American journalist (1929–2018)

Nicholas von Hoffman (October 16, 1929 – February 1, 2018) was an American journalist and author. He first worked as a community organizer for Saul Alinsky in Chicago for ten years from 1953 to 1963. Later, Von Hoffman wrote for The Washington Post, and most notably, was a commentator on the CBS Point-Counterpoint segment for 60 Minutes, from which Don Hewitt fired him in 1974. von Hoffman was also a columnist for The Huffington Post.

==Life and career==
A native New Yorker of German and Russian descent, von Hoffman was born to Anna L. Bruenn, a dentist, and Carl von Hoffman, an explorer and adventurer. Von Hoffman never attended college. In the 1950s, he worked on the research staff of the Industrial Relations Center of the University of Chicago, and then for Saul Alinsky as a field representative of the Industrial Areas Foundation in Chicago, where his best known role was as lead organizer for The Woodlawn Organization.

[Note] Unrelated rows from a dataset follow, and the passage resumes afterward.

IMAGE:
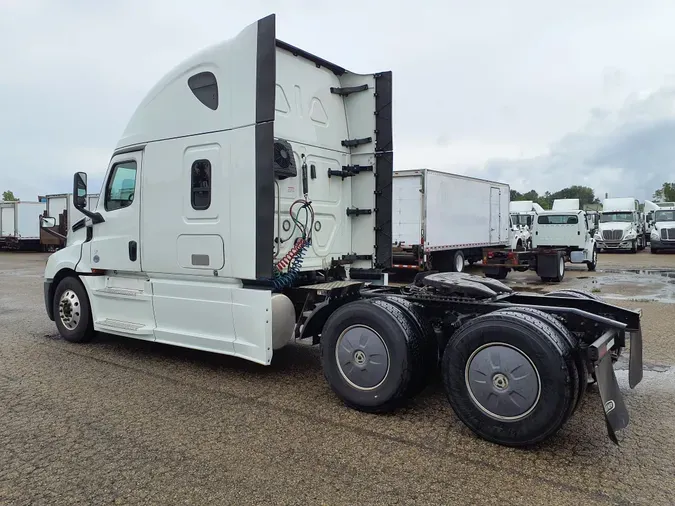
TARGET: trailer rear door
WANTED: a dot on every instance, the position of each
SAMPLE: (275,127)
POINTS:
(407,213)
(495,214)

Ben Bradlee, former editor of The Washington Post, hired von Hoffman from the Chicago Daily News. While at the Post, he wrote a column for the paper's Style section. In her memoirs, Katharine Graham, then the newspaper's publisher, wrote of him: "My life would have been a lot simpler had Nicholas von Hoffman not appeared in the paper." She added that "I firmly believed that he belonged at the Post".

Beginning in 1979 and continuing through the 1980s, von Hoffman recorded over two-hundred radio commentaries, audio op-eds in the sardonic style he used on 60 Minutes. These commentaries were broadcast on the nationally syndicated daily radio program, Byline, which was sponsored by the Cato Institute. Subjects of von Hoffman's audio op-eds included the 1984 Democratic primary candidates, the Reagan administration's foreign policy in Central America and the Middle East, and the cynical, self-serving misuse of language by politicians.

Von Hoffman wrote more than a dozen books, notably: Capitalist Fools: Tales of American Business, from Carnegie to Forbes to the Milken Gang (1992), Citizen Cohn (1988), a biography of Roy Cohn, which was made into an HBO movie, and Hoax: Why Americans Are Suckered by White House Lies (2004). Von Hoffman also wrote a libretto for Deborah Drattell's Nicholas and Alexandra for the Los Angeles Opera which was performed in the 2003–2004 season under the direction of Plácido Domingo. Between April 2007 and February 2008, starting with an article about soaking the rich to pay for George W. Bush's Iraq War, he was a columnist for the New York Observer.

Von Hoffman was fired by Don Hewitt for referring to President Richard Nixon, at the height of the Watergate scandal, as "the dead mouse on the kitchen floor of America, and the only question now is who's going to pick him up by his tail and throw him in the garbage." His collaborations, both literary and otherwise, with Doonesbury cartoonist Garry Trudeau are worth noting, in particular the 1976 book Tales From the Margaret Mead Taproom. In this book, he recounted his adventures in American Samoa with Trudeau and actress Elizabeth Ashley, as they and several others experienced life in the American territory, which Trudeau had lampooned in a series of Doonesbury strips involving Uncle Duke's adventures as the territory's appointed governor. He also wrote for the Architectural Digest.

Von Hoffman died on February 1, 2018, and was survived by three sons: Alexander von Hoffman, a noted historian; Aristodemos, who works in intelligence; and Constantine, also a journalist.

==Works==
(partial list)
- The Multiversity: A Personal Report on What Happens to Today's Students at American Universities
- We Are the People Our Parents Warned Us Against
- Mississippi Notebook
- Two, Three, Many More
- Organized Crimes
- Citizen Cohn (Doubleday, 1988)
- Capitalist Fools: Tales of American Business, from Carnegie to Forbes to the Milken Gang
- Hoax: Why Americans Are Suckered by White House Lies
- Geneva (play)
- Radical: A Portrait of Saul Alinsky (Nation Books, July 2010)

==In popular culture==
In 1988, fictional presidential candidate Jack Tanner named von Hoffman as his pick for Chairman of the Federal Reserve Board in Robert Altman's HBO series Tanner '88.